Now, just for curiousity's sake -- let's try Mapquest. Most of my problem addresses below work! It finds most of the addresses entered, including nice maps. However, Mapquest still can't handle the Empire State Plaza or Executive Park -- two local landmarks. Competition is good for business -- Mapquest is making upgrades to its UI to complete with Google Maps. It has recently upgraded to nice big maps, even if they aren't yet draggable. Did I mention Mapquest's maps are prettier and easier to read?
Verdict: at least for now, MapQuest is this geek's top choice for mapping / directions.

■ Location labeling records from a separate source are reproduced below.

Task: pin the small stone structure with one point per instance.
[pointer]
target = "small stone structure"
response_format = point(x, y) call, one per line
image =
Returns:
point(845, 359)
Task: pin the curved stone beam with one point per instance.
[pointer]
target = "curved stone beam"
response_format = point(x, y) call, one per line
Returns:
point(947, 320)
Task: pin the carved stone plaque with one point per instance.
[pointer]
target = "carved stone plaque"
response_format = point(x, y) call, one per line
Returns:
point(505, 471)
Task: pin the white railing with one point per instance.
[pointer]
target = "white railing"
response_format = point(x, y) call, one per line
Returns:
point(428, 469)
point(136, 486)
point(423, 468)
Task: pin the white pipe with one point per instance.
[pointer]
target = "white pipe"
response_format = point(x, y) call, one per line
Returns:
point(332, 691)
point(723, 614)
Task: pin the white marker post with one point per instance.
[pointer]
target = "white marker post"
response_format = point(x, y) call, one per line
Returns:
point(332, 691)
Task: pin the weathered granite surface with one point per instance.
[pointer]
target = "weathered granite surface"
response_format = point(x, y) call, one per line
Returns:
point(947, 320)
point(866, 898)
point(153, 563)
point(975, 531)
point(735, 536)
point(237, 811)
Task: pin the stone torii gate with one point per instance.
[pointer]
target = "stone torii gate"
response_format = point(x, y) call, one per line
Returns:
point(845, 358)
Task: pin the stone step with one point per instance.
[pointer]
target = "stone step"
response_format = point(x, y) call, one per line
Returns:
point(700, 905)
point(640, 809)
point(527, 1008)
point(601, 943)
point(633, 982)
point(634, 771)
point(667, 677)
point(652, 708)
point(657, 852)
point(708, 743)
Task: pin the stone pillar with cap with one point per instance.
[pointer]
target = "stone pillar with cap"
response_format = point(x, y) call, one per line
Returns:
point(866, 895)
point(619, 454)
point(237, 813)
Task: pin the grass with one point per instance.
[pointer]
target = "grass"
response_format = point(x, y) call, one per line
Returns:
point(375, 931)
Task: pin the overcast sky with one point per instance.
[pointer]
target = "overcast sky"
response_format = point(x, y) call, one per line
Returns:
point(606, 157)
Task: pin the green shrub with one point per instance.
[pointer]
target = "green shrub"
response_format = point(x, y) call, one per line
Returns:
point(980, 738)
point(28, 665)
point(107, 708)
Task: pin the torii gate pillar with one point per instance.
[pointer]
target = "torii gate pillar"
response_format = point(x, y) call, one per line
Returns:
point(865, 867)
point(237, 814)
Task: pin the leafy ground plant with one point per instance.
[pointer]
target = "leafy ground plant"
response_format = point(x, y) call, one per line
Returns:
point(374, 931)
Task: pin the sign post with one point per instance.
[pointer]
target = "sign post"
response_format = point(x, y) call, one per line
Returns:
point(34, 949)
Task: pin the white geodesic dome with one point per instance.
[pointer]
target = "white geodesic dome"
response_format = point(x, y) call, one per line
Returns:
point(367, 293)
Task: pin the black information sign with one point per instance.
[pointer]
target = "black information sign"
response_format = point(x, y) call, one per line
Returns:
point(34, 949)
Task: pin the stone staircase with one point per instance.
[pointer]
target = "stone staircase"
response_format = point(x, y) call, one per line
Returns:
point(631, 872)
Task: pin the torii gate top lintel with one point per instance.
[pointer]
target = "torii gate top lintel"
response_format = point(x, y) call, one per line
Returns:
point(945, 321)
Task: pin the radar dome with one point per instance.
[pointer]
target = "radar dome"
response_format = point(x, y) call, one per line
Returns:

So what else did I find puttering around in the toolbar Javascript? Lots of cool and interesting things. There is enough material there to keep me busy for awhile. But here is a little interesting bit that I found enlightening:

the Google toolbar pings back to the Googlesphere daily. In Fact, the Google Toolbar sends out a GET request with the user's first search of the day. This isn't a 100% surprise, I think I saw something about usage statistics in EULA. However, this is the first hard evidence I found of Google collecting my information
The ping url:
var url = "" + installId + "&" + "dll=" + "1.0.20051012" + "&" + "hl=" + GTB_GoogleToolbarOverlay.languageCode + "&" + "browser=" + encodeURIComponent(window.navigator.appVersion) + firstsearch;

One last ending thought:
As I mentioned earlier, I would like to see Google AutoLink integrated with Google local and its entity extraction algorithms. It would be so cool! Imagine, I am browsing a local restaurant review site and see pizza hut -- Ok, let's order. I hit the auto-link button. It finds extracts the entity Pizza Hut from the page using Google's meta data / local and it knows my zip code. Google looks up Pizza Hut in google local and gives me the option to auto-link to its Google Local listing, complete with my local phone number and reviews. Easier than putzing about Pizza Hut's website trying to find my nearest location!

Auto-Link has a lot of potential, but I think its name could be improved. I had no idea what it did or when I should use it before I saw the advert. Even then, I thought it was just for addresses, but the code showed me lots of cool ways to use it! How about more info on this in the docs Googlers? Did I miss this somewhere?